O capote
Solange Amado
Foi a primeira coisa que ele viu: o capote. Antes mesmo de
notar a mulher em cima da cama. Mesmo porque, não era ninguém: era a sua
mulher. Há tanto tempo via aquela mesma mulher em cima daquela mesma cama que
ela se tornou parte da paisagem que o quarto lhe oferecia. Todos os dias. Dia
após dia olhava não vendo. Nem saberia dizer qual a cor do seu cabelo, ou
mesmo, se tinha cabelo. E as covinhas? Quando se casou, havia nela um sorriso
constante se abrindo em duas covinhas na face. E grandes olhos. Duas
jabuticabas sempre atentas e curiosas, uma boca carnuda que sempre se oferecia
à sua entrada. Mas aquele quadro perdeu a cor. Não era preto e branco, ou
sépia, estava mais pra cor de burro quando foge. Seria ele o burro que se
escafedeu?
Mas agora havia o capote. Um dado novo no ramerrão daquele
quarto. Não era, certamente, um capote de mulher. E isso o fez voltar os olhos
pra cima da cama. Ela estava lá. Como sempre, fingindo dormir pra evitar o
esbarrão de olhares constrangedores, olhares que poderiam se tocar e causar um
desequilíbrio impensável naquela convivência slack line.

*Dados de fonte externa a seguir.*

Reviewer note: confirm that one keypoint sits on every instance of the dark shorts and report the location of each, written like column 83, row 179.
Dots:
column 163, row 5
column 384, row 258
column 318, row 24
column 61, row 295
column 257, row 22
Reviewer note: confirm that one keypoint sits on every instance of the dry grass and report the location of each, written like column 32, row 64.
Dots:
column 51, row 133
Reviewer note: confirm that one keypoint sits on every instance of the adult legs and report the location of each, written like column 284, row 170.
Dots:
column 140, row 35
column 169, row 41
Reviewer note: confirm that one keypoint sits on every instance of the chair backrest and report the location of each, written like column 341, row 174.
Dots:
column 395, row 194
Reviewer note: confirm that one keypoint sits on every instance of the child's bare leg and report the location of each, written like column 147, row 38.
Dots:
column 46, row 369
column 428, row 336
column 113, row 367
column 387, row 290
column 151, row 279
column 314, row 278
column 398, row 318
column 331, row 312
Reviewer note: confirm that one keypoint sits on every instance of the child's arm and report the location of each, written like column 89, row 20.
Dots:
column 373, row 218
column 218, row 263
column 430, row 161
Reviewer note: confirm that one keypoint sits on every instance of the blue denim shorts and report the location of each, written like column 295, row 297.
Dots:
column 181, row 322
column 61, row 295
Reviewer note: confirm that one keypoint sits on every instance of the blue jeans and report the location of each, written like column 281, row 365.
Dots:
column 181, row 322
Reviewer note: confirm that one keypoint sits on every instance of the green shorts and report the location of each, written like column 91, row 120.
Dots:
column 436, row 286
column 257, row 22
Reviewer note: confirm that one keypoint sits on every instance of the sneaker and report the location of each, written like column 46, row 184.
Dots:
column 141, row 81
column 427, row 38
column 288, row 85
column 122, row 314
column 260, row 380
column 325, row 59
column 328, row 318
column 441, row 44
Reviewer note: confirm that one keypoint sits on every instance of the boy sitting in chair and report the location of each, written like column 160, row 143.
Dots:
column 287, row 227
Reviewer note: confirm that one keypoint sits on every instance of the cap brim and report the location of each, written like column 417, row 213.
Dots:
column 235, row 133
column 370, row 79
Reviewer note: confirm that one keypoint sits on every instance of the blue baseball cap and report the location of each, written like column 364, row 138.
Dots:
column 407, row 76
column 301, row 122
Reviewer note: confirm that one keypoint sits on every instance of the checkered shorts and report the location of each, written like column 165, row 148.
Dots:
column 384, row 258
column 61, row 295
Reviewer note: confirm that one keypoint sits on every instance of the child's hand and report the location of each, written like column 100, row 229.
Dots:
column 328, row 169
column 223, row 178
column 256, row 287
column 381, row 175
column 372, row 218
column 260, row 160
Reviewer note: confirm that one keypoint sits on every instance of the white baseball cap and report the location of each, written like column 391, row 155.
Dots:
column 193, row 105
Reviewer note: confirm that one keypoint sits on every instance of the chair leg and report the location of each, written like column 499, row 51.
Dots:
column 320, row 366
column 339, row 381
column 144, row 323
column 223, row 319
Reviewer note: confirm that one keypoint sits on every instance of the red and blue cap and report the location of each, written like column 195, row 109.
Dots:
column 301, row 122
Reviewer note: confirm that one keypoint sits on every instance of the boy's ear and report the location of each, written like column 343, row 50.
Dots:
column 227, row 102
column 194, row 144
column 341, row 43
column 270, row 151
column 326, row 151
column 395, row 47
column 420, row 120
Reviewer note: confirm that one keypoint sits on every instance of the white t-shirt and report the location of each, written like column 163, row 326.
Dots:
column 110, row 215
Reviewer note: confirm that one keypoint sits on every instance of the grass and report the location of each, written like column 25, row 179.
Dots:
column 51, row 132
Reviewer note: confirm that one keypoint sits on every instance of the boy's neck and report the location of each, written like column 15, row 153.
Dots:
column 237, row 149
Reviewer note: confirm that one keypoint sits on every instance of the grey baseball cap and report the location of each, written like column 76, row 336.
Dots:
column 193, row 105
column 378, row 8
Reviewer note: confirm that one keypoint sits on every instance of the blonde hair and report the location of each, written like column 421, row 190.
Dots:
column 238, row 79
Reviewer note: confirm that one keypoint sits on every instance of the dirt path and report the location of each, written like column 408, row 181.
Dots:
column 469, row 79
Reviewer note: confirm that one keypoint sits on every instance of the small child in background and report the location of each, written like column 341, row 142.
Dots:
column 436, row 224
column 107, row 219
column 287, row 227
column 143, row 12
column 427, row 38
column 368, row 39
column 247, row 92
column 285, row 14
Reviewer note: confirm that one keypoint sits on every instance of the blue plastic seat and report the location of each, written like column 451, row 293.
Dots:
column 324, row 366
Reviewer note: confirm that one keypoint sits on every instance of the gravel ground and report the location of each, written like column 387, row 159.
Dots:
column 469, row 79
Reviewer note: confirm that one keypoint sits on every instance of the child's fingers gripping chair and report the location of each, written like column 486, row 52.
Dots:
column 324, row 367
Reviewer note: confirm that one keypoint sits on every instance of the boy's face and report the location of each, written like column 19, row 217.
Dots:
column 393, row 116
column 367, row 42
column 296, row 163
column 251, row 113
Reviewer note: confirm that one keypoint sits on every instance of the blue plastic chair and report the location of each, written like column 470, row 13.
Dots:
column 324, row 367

Sentou-se na beira da cama e tirou os sapatos. Estava
imaginando coisas. Naquela convivência de chão gretado e seco, não havia espaço
pra traições. Quer dizer, não da parte dela, cujas ambições se resumiam a
filhos, panelas e pratos. Não era atoa que como macho, há muito buscava aliviar
seu tesão noutra freguesia. Havia um acordo tácito: nada de perguntas ou
explicações sobre manchas no colarinho, cheiro de bebida ou chegadas cada vez
mais tardias. Era recebido com a solene indiferença de um corpo adormecido.
Aquela presença tão ausente.
Mas havia aquele capote, mudo, tão impactante quanto um
cadáver no meio do quarto. Em decúbito dorsal em cima da cadeira.

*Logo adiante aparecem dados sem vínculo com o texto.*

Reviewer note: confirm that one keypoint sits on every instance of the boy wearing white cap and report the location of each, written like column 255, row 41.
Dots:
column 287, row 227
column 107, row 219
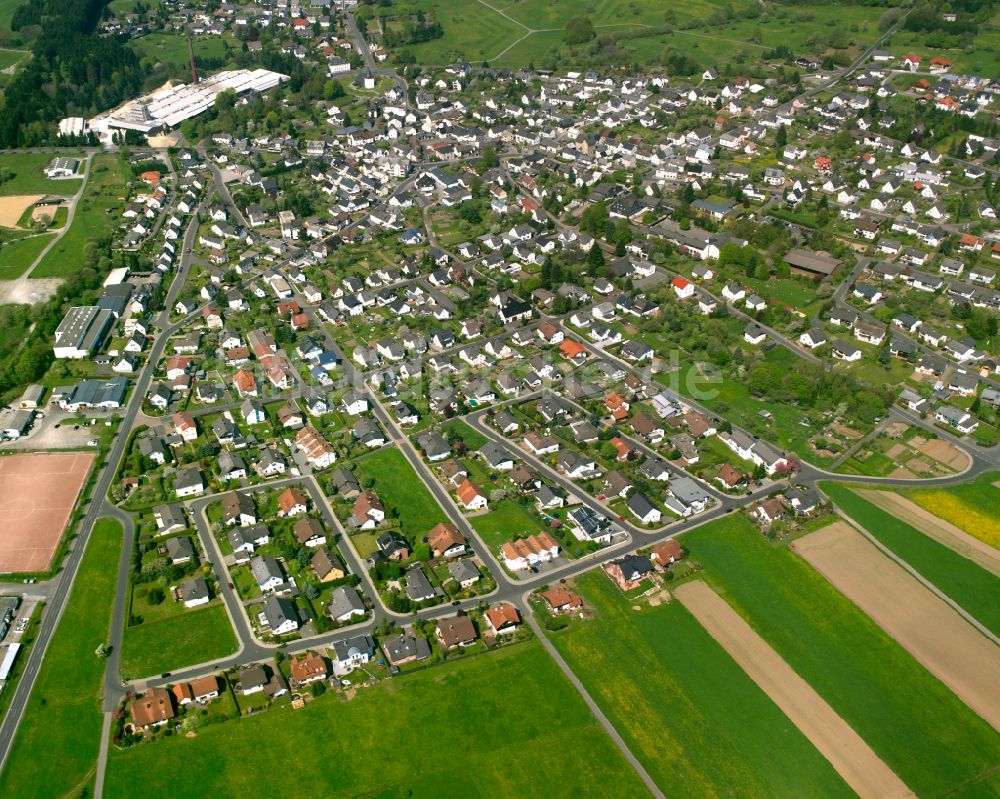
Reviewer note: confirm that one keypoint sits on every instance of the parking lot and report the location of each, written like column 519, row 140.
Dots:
column 55, row 430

Com passos vacilantes, sem saber ainda se queria desvendar o
crime, abriu o guarda roupa. Vazio. Nenhum assassino emergiu dele. Ninguém
atrás da cortina ou debaixo da cama.
Mas havia o capote. Suas retinas fatigadas já haviam
registrado esse acontecimento. E ele pairava alí como um elefante em uma loja
de louças. Um capote de homem languidamente jogado sobre uma cadeira. Só isso
poderia configurar uma prova cabal de infidelidade? Sentiu um leve cheiro de
cigarro no ar. Ele não fumava. Muito menos ela. Seria do visitante noturno?
E havia o capote. Não era um capote barato. Jamais teria
cacife pra bancar uma peça daquela qualidade. Imaginou um cara alto, elegante,
bem vestido. Olhou-se no espelho: pernas curtas, barriguinha de cerveja sobrando
fora da camisa, rugas de meia idade cavando regatos no rosto. Tinha de admitir:
seus atrativos se esboroavam mais depressa do que barranco na tempestade.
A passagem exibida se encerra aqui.